YouTube - 50 Cent: Kokain prije zagrebaÄkog koncerta?!

i have no idea!  he does look pretty high when he comes out to talk


----------



## Love Always Ivy (Dec 6, 2007)

not surprised.


----------



## banjobama (Dec 6, 2007)

Rich famous people on DRUGS!?!?!?!?!1! 

I kid I kid.

I didn't watch the video but I wouldn't be the slightest bit surprised if it was coke.


----------



## VeXedPiNk (Dec 6, 2007)

Looks pretty self-explanatory to me.... I think he's praying to the powdered gods haha.

But hey. Can't say for sure and either way it's his life.


----------



## SingFrAbsoltion (Dec 6, 2007)

He looks too mellow to be on coke. Maybe something else. But like someone else said, rich people on drugs..not that surprising anymore.


----------



## MiCHiE (Dec 6, 2007)

Am I the only one who really can't make anything out, besides the entourage waving people off?


----------



## user79 (Dec 7, 2007)

They are def snorting something through a rolled up bill or something...not sure if it's coke but probably very likely. 
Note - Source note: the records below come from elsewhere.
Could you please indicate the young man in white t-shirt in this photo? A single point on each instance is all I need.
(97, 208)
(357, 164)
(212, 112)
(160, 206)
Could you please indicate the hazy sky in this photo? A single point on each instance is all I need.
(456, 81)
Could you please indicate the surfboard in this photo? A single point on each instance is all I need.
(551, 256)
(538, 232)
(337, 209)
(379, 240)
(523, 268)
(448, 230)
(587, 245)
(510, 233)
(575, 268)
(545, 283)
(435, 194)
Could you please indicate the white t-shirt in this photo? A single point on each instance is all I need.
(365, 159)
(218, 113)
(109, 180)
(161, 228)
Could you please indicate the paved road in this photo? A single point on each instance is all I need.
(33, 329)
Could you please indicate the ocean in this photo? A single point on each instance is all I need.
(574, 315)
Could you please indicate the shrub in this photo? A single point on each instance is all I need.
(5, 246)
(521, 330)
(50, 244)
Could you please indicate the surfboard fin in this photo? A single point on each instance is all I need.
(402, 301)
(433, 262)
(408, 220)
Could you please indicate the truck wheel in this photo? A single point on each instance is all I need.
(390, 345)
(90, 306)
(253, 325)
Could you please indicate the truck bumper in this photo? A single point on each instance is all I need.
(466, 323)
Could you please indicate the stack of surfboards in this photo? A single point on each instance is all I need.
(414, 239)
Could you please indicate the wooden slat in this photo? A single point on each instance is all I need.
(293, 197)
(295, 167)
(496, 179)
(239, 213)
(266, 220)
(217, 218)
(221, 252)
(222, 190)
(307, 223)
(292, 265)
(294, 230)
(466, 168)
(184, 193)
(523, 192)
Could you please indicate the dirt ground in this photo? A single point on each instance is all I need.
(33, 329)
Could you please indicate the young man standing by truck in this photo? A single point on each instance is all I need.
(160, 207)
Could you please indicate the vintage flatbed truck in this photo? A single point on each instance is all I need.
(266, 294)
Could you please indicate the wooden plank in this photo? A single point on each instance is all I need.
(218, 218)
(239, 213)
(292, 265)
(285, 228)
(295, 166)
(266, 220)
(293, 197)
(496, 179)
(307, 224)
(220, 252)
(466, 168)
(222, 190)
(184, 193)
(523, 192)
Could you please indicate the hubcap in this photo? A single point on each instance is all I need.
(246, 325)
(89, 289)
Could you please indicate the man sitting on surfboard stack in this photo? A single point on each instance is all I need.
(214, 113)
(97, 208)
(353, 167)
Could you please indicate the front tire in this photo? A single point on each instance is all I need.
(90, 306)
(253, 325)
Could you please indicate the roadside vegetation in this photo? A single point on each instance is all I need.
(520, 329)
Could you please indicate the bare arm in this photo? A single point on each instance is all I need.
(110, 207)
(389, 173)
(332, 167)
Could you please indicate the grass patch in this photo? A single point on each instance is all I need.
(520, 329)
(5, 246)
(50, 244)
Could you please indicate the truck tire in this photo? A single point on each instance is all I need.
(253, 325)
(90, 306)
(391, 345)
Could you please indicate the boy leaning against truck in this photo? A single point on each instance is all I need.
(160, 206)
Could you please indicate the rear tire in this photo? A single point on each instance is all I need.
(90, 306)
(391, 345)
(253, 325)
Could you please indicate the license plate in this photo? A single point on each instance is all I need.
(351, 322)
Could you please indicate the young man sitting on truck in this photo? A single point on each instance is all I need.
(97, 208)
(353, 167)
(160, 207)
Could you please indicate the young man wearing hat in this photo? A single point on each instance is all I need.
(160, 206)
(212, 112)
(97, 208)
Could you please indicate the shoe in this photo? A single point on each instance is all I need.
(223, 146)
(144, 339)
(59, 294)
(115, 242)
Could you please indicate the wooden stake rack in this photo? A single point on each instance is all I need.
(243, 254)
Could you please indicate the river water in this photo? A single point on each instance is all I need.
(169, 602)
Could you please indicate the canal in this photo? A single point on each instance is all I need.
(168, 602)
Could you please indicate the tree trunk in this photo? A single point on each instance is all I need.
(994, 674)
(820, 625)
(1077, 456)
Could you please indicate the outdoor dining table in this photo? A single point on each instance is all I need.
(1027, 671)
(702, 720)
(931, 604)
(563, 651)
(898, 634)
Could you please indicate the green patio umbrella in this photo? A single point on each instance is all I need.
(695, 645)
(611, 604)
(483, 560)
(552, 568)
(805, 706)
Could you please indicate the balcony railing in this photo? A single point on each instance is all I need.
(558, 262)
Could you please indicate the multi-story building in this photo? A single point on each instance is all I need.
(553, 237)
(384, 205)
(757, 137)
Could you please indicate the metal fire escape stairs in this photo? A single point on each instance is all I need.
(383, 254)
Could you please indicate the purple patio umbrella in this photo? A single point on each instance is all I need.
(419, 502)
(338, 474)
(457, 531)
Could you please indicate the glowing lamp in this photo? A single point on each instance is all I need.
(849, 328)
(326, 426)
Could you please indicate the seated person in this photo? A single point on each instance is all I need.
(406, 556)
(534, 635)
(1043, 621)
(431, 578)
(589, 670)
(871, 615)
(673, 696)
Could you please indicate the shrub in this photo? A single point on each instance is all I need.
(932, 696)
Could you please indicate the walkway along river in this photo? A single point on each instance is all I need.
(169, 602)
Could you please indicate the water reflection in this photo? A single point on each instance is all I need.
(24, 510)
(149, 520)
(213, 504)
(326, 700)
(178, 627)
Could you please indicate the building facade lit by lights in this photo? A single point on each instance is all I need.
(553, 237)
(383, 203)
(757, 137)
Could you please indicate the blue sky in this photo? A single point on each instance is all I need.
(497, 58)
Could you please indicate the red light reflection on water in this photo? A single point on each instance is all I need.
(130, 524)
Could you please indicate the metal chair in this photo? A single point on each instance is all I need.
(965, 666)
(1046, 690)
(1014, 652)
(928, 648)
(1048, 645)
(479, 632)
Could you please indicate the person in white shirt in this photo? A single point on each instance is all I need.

Big woop. Just dumb that he's doing it so openly, what a fool.


----------



## CantAffordMAC (Dec 7, 2007)

wow. its not hard to believe because hes a celebrity but come on now. It is a little bit surprising when you actually see the person doing it. If it was coke, thats a shame. Hopefully he doesn't spiral out of control or anything.


----------



## MxAxC-_ATTACK (Dec 9, 2007)

thats not news.


----------



## Firebabe (Dec 9, 2007)

I seen people on coke and he was way to mellow for coke


----------



## CaraAmericana (Dec 9, 2007)

LMFAO

I was more interesting in his tshirt

I was like IS THAT THE MAC HOLIDAY TRADEMARK!!!!



in my defense the clip was a little blurry....


----------



## flowerhead (Dec 9, 2007)

let's just hope it was laced with heroin so he dies already.


----------



## Firebabe (Dec 9, 2007)

Yow I wouldnt wish death on anyone plus hes hawt! lol


----------



## MiCHiE (Dec 9, 2007)

Quote:

   Originally Posted by *CaraAmericana* 

 
_LMFAO

I was more interesting in his tshirt

I was like IS THAT THE MAC HOLIDAY TRADEMARK!!!!



in my defense the clip was a little blurry...._

 






 I was thinking the same thing about the shirt.


----------



## nunu (Dec 10, 2007)

It's a shame really if he's doing coke..he is sniffing something though!


----------



## LuckyGirl3513 (Dec 10, 2007)

hes definitely doing coke.. and it does not surprise me at all. im pretty sure the majority of young hollywood does it


----------